釈宗演禅師の展覧会に向けて、展示作品の釈文をする際に禅師の著作などをあつめた『釈宗演全集』全十巻(昭和5年・平凡社)を紐解いていたら、第十巻の最後の方に禅師の逸話がまとめてあるのを知りました。弊所の『禅門逸話選』には載っていない逸話をご紹介します。
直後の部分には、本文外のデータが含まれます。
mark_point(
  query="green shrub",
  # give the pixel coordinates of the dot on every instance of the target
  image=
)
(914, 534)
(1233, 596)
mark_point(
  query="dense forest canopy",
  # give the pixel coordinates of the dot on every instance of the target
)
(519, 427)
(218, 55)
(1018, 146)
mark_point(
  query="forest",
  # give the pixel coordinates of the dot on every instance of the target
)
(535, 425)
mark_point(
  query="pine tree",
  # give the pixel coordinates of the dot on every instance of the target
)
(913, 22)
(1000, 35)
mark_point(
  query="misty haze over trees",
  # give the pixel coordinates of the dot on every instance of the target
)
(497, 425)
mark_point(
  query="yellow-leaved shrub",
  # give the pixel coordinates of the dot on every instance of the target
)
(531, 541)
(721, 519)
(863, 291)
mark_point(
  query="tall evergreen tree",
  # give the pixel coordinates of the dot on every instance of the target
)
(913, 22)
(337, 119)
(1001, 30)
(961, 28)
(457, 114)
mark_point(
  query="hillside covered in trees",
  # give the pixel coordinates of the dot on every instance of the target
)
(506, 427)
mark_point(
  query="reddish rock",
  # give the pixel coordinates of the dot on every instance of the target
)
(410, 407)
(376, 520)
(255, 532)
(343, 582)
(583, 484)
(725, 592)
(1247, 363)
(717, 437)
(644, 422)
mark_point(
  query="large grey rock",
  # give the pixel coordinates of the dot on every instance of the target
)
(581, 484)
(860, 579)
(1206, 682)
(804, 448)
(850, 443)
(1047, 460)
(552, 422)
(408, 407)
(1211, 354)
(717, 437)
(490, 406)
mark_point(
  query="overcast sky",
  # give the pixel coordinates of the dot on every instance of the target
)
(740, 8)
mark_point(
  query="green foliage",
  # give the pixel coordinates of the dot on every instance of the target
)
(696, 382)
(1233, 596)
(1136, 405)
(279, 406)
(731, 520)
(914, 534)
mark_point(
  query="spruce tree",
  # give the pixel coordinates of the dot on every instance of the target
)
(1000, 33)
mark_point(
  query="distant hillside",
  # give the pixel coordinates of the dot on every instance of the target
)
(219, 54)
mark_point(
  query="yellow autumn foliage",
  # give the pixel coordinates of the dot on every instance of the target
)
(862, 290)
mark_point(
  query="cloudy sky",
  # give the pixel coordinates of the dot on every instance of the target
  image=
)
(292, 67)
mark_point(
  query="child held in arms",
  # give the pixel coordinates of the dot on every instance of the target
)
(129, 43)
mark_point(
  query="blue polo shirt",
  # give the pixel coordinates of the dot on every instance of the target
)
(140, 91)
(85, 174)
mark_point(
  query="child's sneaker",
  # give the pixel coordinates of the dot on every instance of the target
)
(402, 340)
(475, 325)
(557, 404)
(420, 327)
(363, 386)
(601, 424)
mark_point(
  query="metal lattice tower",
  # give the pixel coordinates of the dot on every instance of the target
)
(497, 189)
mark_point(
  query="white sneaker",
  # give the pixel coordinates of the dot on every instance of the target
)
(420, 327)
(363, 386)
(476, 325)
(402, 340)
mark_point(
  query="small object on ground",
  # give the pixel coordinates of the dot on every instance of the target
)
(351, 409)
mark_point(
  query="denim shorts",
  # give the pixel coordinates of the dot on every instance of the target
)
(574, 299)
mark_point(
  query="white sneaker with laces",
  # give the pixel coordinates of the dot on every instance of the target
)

※原文は旧仮名遣い旧字体ですが、読みやすいように改めました。

飯田の魔の池

明治四十一年四月禅師が信州飯田の直指会に臨まれた時のことである。同地の禅刹百丈山大雄寺に程遠からぬ所に、女夫池(めうといけ)という古池があるが、年々歳々其の古池へ投身する者が多いので、徳志家がなんとかして不祥事のないようにと、種々方策を施した。或る者は其の池畔に法華供養塔を建てようと献策するし、或る者は多くの鯉を放養し、そして営利的に鯉釣りを始め、以て人の出入りを多からしめて投身者を防ごうとしたけれども、魔の池ともいうべきか、やはり投身者が絶えなかった。すると宗演禅師は、此の事を知ってか、知らずにか、大雄寺の沙弥と居士等を連れて、此の古池へ来て一竿の風月を楽しまれたが、其の巧みな釣り方には、営業主をして驚かしめた。禅師は帰られるときに、其の釣り獲た鯉は総て古池へ放たれた、営業主はもとより他の者も、それが禅師だということは、更に知らなかったが、誰れ言うともなく、其の人が宗演禅師であったことが分かり、特に有志者が懇情して、六字の名号の執筆を願い、池畔に建碑した。すると爾来絶えて不祥事が起こらなかったので、今なお同地の人は、一般に其の高徳を称えている。

また字を書きに来た

江州乾徳寺の住職台嶺和尚の主唱斡旋で、湖東禅道会が組織され、年に一回ずつ宗演禅師の來錫を乞うことになった。ところが同会の維持が困難なので、台嶺和尚が事情を打ち明けると、禅師は即座に、
「よろしい、では墨蹟を五十枚書きましょう」
と、労苦も厭わずに揮毫されて、それを湖東禅道会の為に寄附された。そして來錫ごとに、
「また字を書きに来ました」
といつも五十枚ずつ揮毫された。禅師が台嶺和尚の詩に和韻されたのに、左の七絶がある。

  暫伍山猿野鶴群 荷衣松食講禅文
  箇中消息君知否 去就自由一片雲

怪物の出現

横浜の故綱島小太郎氏は、深き仏道の信仰者で、従って宗演禅師の帰依者の一人であった。小太郎氏の末期の遺言にも、
「家事に就いて事起こる時は、老師のご指示を仰げ」
との意味が認められてあった程だから、其の帰依の深かったことが分かる。禅師が嘗て此の綱島家の三階の大広間で大達磨を、揮毫されたが、其の大達磨は眼玉は千両だと、其の当時評判された。綱島家では主人小太郎氏の永眠初七日の夜、供養の為、薄暗い客間へ、此の大達磨の幅を掛けて置いた。すると参拝者たる客人達が、此の大樽間の幅の前を通って、霊前へ往かねばならなかったが、どうしたことか眼光炯々として人を射るが如き大入道の怪物が動き出したので、人々は、
「あら化け物が」
と驚きの叫びを発して、一同顔色を変えた。そして女子供は勝手元の方へ逃げ出す騒ぎであった。ところが其の化け物は、禅師筆の大達磨で、其の眼玉が怖ろしかった為で、後で大笑いをした。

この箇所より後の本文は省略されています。